Recentemente, a principal entidade reguladora financeira da África do Sul, a Autoridade de Conduta do Setor Financeiro (FSCA), propôs regulamentar todas as moedas digitais que operam no país devido ao crescente interesse no setor e ao fato de alguns indivíduos fraudulentos estarem utilizando esses ativos para perpetuar suas atividades ilegais.

A FSCA não está sozinha em sua tentativa de reprimir o setor de criptomoedas no país, já que o Serviço de Receita da África do Sul (SARS) enviou um relatório de auditoria aos contribuintes, solicitando que declarem suas transações com criptomoedas.

A SARS propõe nova regulamentação de criptomoedas

O relatório de auditoria levanta questões sobre os motivos pelos quais o contribuinte estava comprando criptoativos, e a agência também exige que as plataformas de negociação confirmem esses investimentos em criptomoedas e forneçam outras informações necessárias, como extratos bancários, para comprovar a transação.

As autoridades da África do Sul exigem que todas as transações relacionadas a criptomoedas sejam comunicadas ao órgão competente, independentemente de haver ou não saque de saldo cash em uma plataforma de negociação. O contribuinte que não comunicar essas transações poderá ser processado, resultando em condenação ou pagamento de multas.
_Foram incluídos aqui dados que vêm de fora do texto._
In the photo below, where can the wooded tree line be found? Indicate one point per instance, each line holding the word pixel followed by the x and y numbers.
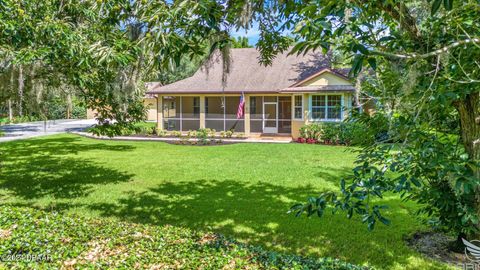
pixel 417 59
pixel 24 97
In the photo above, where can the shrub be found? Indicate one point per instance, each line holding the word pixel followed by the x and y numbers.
pixel 161 133
pixel 347 133
pixel 312 131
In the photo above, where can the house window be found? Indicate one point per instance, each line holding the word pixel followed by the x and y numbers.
pixel 196 105
pixel 298 107
pixel 326 107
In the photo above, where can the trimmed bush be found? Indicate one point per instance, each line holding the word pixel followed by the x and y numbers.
pixel 73 242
Veja também:  Autoridades suíças dispostas a flexibilizar as regulamentações sobre Blockchain

Argumenta-se que a nova postura das autoridades em relação à regulamentação das criptomoedas demonstra um aumento significativo do interesse no que acontece no setor de criptomoedas do país.

Regulamentação de criptomoedas proposta pela FSCA 

A Autoridade de Conduta do Setor Financeiro da África do Sul (FSCA) já havia tentado regulamentar o setor de criptomoedas do país, mas não conseguiu aplicar as normas de forma eficaz. Devido a essa falha, o mercado de criptomoedas ficou repleto de esquemas fraudulentos e relatos de atividades ilegais perpetradas com criptoativos se tornaram comuns.
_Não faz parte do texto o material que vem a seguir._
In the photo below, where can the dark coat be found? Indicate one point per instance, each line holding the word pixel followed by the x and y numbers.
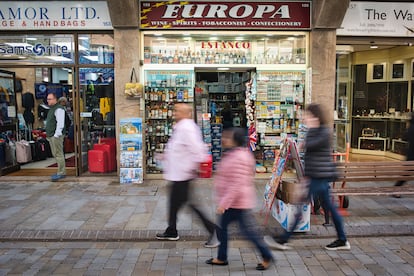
pixel 318 154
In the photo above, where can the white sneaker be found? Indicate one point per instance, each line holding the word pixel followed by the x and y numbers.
pixel 212 241
pixel 338 245
pixel 276 244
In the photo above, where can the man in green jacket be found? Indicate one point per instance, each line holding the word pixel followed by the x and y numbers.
pixel 55 123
Um exemplo disso é a notória Mirror Trading International (MTI), que atraiu com sucesso cerca de 28.000 investidores desavisados ​​para um esquema Ponzi de criptomoedas. Os fraudadores conseguiram isso prometendo aos investidores um alto rendimento de até 10% de retorno mensal sobre seus investimentos.

A gravidade dessa fraude obrigou o governo a fazer um esforço mais consciente e concertado para conter as crescentes ilegalidades do setor.